The Carolina Hurricanes on Monday signed their top 2013 NHL Draft pick, 18-year-old forward Elias Lindholm, to a three-year, entry-level contract during a news conference to introduce him to the local media.
Along with the deal come high hopes for the 6-foot, 181-pound forward taken by the Hurricanes with the fifth pick of the draft.
"The opportunity is there for him to start with the Hurricanes," Carolina general manager Jim Rutherford said. "I will be shocked if he doesn't based on all of the reports we have and what I've seen."
Lindholm was the youngest player on Brynas in the Swedish Hockey League last season, but had 11 goals and 19 assists in 48 games. A skilled two-way center, Lindholm was No. 3 in NHL Central Scouting's final ranking of European skaters for this year's draft.
The forward also played for Sweden at the 2013 IIHF World Junior Championship in Ufa, Russia, where his two goals and two assists helped the team claim the silver medal.
"The advantage he has is that he's already played with men," Rutherford said. "His development is way ahead from a skills point of view and from a physical point of view. But the biggest thing that I see is he plays the game at a high tempo, and to come in to the National Hockey League and play at the pace that these guys play at, that's very important. It makes it much easier, certainly the way he skates."
In addition to a developed skill set and dangerous scoring ability, Lindholm brings versatility to the ice.

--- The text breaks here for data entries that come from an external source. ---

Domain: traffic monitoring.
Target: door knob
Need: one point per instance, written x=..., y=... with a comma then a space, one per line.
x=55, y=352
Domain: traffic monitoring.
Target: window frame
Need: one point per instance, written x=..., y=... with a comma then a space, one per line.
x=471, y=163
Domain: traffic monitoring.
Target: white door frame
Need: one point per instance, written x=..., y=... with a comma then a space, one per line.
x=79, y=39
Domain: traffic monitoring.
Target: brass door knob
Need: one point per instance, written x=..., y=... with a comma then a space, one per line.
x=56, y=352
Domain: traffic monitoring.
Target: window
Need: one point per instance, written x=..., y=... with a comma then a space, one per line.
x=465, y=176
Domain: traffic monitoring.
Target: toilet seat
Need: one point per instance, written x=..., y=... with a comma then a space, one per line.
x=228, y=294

"He can play all three forward positions," Rutherford said. "His preference is to play center, and we have open spots at both positions and so [coach Kirk Muller] will figure that out. But based on what Kirk's been talking about as trying to balance out our forward lines ??? you could see him start a camp and start a season possibly him and [Jeff] Skinner playing together."
His deal inked, Lindholm said he's eager to earn a spot on the Hurricanes' roster.

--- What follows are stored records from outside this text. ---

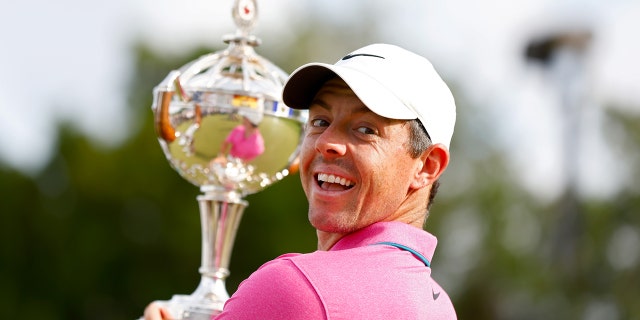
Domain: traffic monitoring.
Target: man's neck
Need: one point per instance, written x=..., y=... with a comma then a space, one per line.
x=326, y=240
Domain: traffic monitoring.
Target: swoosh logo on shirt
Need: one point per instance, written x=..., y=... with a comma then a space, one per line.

"It's fun to sign my first contract," he said. "It's a dream come true. But this is when the tough things start. You need to prove that you deserve the contract, and so on. But it's fun."
"He doesn't have to light it up from Day 1," Rutherford said. "We all know that with a healthy team we have a good team going into camp, and he can just be part of that and go along at his own pace. But based on the experience he has, I don't think it's going to take him very long to fit into our team."